A short pause on the motifs subject. As mentioned on comments there is a lot of different ways of calculating factorials in Python (the same “problem” can be found in some other languages too). Cariaso suggested to time the execution of different factorial functions, including the ones found on Python’s cookbook (which I should have included in the beginning of last post). Anyway all functions from the webpage were included, as the one mentioned on a comment and both functions seen here. Using timeit (thanks Mike!) the execution time of all of them were measured by calculating the factorial of 800 and 4000. First, the functions:

def fac_01(n):
    result = 1
    for i in xrange(2, n+1):
        result *= i
    return result

def fac_02(n):
    value = reduce(lambda i, j : i * j, range(1, n + 1))
    return value

def fac_03(n):
    import operator
    value = reduce(operator.mul, xrange(2, n + 1))
    return value

def fac_04(n):
    fac = lambda n:n-1 + abs(n-1) and fac(n-1)*long(n) or 1
    return fac(n)

def fac_05(n):
    fac = lambda n:[1,0][n>0] or fac(n-1)*n
    return fac(n)

def fac_06(n):
    fac = lambda n:reduce(lambda a,b:a*(b+1),range(n),1)
    return fac(n)

def fac_07(n):
    fac=lambda n: [1, 0][n > 0] or reduce(lambda x, y: x*y, xrange(1,n + 1))
    return fac(n)

def fac_08(n):
    fac = lambda n: n <= 0 or reduce(lambda a, b: a*b, xrange(1,n + 1))
    return fac(n)

def fac_09(n):
    fac = lambda n: [[[j for j in (j * i,)][0] for i in range(2, n+1)][-1] for j in (1,)][0]
    return fac(n)

def fac_10(n):
    fac = lambda n: [j for j in [1] for i in range(2, n+1) for j in [j * i]] [-1]
    return fac(n)

fac_01 was suggested by bearophile on a comment (no psyco import here), fac_02 was the first one we have seen in the blog, fac_03 was the one “selected as the fastest” (mentioned on comments too) and functions 4 to 10 were gathered from the cookbook, all of them using lambda. Now, to the results (no fancy graphs, yet), average over 1000 repeats, time in seconds:

800!
fac_01: 0.0010
fac_02: 0.0012
fac_03: 0.0010
fac_04: 0.0022
fac_05: 0.0020
fac_06: 0.0015
fac_07: 0.0013
fac_08: 0.0013
fac_09: 0.0017
fac_10: 0.0015

4000!
fac_01: 0.0226
fac_02: 0.0242
fac_03: 0.0230
fac_04: N/A
fac_05: N/A
fac_06: 0.0244
fac_07: 0.0239
fac_08: 0.0241
fac_09: 0.0380
fac_10: 0.0362

In both cases the “best” functions were 1 and 3. For the smallest factorial (800!) 1 and 3 didn’t have a lot of advantage for 2, 6-10, while 4 and 5 were 2 times slower. For the largest factorial (4000!) 1 was 4% better than 3, and the third best (6) was also 4% slower than 3. Why do 4 and 5 have no computed time? Because they are recursive and it blows the recursion limit in Python.

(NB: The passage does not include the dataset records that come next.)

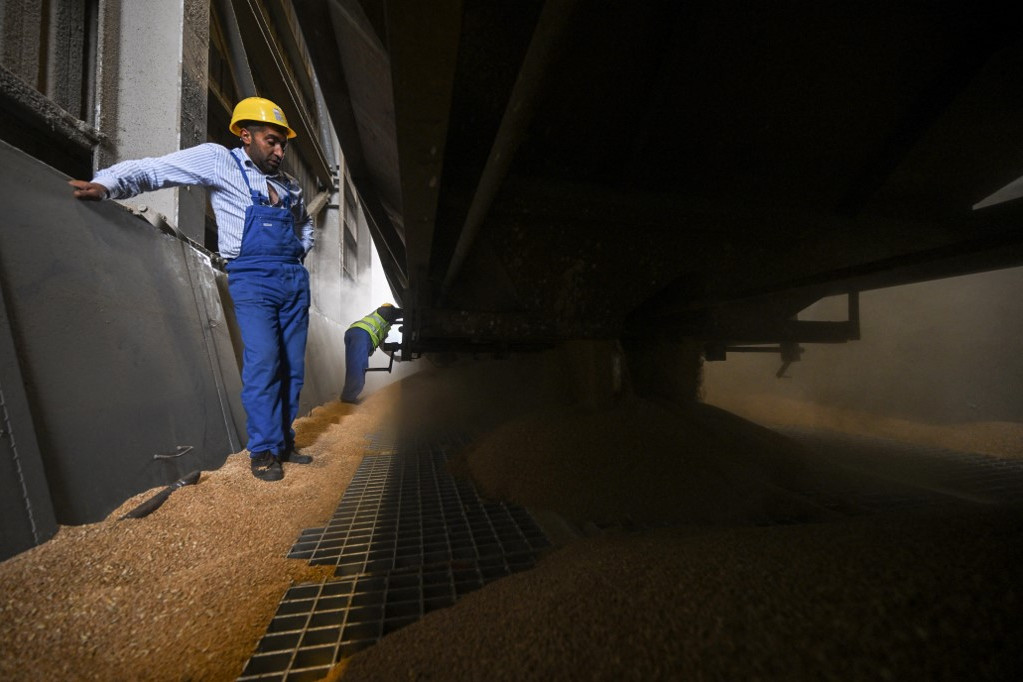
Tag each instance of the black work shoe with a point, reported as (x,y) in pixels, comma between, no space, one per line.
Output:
(266,467)
(295,457)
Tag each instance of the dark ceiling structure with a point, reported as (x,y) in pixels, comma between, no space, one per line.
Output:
(540,171)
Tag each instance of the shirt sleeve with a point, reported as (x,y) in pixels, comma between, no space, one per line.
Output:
(194,166)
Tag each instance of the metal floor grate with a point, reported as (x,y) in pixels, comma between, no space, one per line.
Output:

So I guess it is a safe bet to use either function 1 or 3, with a slightly advantage for 3 in the case of large factorials. But at the same time a believe for our case of overrepresented motifs, it would be better to pre-calculate the factorials, store them and access the value when needed. Andrew’s idea of using binomials is also interesting, and I am planning to test it here. He also gave a couple of other suggestions that would need extra imports, scipy and gmpy.